IN Brief:
- ByteSnap Design has launched a Cellular Migration Fast-Track service aimed at moving legacy connected products onto modern cellular standards in 4–6 months.
- The service covers RF redesign, antenna optimisation, firmware updates, modem integration, certification management, and optional Cyber Resilience Act support.
- Network shutdowns, recertification demands, and product-security requirements are reshaping long-life embedded connectivity programmes.
ByteSnap Design has launched a Cellular Migration Fast-Track service for manufacturers moving legacy connected products onto 4G LTE and newer cellular platforms. The service is structured around the engineering work that usually slows those projects: RF redesign, antenna optimisation, modem integration, firmware updates, certification management, and the documentation needed to move back into production.
ByteSnap has organised the offer into three stages. A migration readiness assessment is intended to be completed within a few days, followed by a 4–6 month execution phase covering redesign and certification activity, and then a final product launch package. The company says that compresses work that often stretches to 12 to 18 months when internal teams have to tackle RF, approvals, firmware, and integration challenges simultaneously.

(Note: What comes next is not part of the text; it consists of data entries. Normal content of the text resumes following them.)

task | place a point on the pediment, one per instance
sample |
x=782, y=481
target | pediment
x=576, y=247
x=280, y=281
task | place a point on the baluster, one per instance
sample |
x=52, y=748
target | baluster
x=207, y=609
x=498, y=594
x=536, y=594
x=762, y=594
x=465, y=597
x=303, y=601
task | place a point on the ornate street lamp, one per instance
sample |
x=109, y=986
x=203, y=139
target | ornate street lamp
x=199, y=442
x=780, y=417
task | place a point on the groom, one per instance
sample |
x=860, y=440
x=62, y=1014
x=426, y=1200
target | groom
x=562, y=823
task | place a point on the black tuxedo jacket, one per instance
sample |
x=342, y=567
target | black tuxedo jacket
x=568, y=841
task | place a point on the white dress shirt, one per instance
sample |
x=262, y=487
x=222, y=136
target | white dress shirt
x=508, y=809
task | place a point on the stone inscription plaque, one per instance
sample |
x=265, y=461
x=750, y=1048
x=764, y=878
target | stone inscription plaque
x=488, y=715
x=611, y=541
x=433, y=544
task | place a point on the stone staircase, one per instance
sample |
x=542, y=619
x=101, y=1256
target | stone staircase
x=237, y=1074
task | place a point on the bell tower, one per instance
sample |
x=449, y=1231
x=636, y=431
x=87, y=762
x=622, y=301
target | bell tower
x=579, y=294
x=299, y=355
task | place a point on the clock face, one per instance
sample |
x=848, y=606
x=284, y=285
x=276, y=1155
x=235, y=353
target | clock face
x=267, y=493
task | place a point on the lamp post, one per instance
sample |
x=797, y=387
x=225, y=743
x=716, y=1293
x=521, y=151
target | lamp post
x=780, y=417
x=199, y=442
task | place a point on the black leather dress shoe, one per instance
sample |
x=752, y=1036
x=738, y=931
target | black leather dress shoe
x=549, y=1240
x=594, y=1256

That pressure is becoming more common across embedded products with long field lives. Devices originally built around 2G or 3G connectivity are being caught by network retirement programmes, while their replacements rarely amount to a straightforward module swap. A move to LTE Cat-1 bis, LTE-M, NB-IoT, or other newer cellular options can alter RF layout, antenna behaviour, power characteristics, firmware structure, and certification scope even where the industrial design appears largely unchanged.
ByteSnap is drawing on more than 50 completed migration projects and is presenting the service as an end-to-end route through those technical dependencies. The company has also highlighted previous work for an EV charge point manufacturer that moved first to LTE Cat-M1 with 2G fallback and later to Cat-1 bis for wider international coverage. It holds NXP Gold Partner status and ISO 9001:2015 certification, and says it has direct relationships with test laboratories to help streamline approvals.
Cellular migration now sits inside a wider compliance picture than it did when many installed products were first designed. In the UK, 3G services have been switched off by operators, and 2G has a limited remaining horizon. In Europe, the Cyber Resilience Act is tightening expectations around software maintenance, vulnerability handling, and secure product support. A connectivity redesign now has to address survivable network access and long-term product maintenance in the same programme.
ByteSnap is therefore offering optional support for SBOM management, OTA update releases, quarterly obsolescence monitoring, and ongoing compliance activity after launch. That reflects the way embedded connectivity has changed. Migration is no longer only about getting a device reconnected. It is also about keeping the product supportable once it is back in the field, particularly in systems such as charge points, industrial control hardware, medical devices, and other connected equipment expected to stay deployed for years.
Projects of this kind are increasingly defined by their weakest cross-disciplinary link. RF design, firmware stability, modem behaviour, power integrity, test-lab scheduling, and certification evidence all have to line up for a product to get through without costly iteration. Teams that underestimate one of those elements often discover that the migration timetable slips not because the core redesign is impossible, but because every late change ripples through the rest of the approval path.
That is why specialised migration support is starting to look less like rescue work and more like normal lifecycle engineering. As network sunsets continue and compliance obligations tighten, connectivity upgrades are becoming a recurring design discipline in their own right rather than a one-off response to obsolete hardware.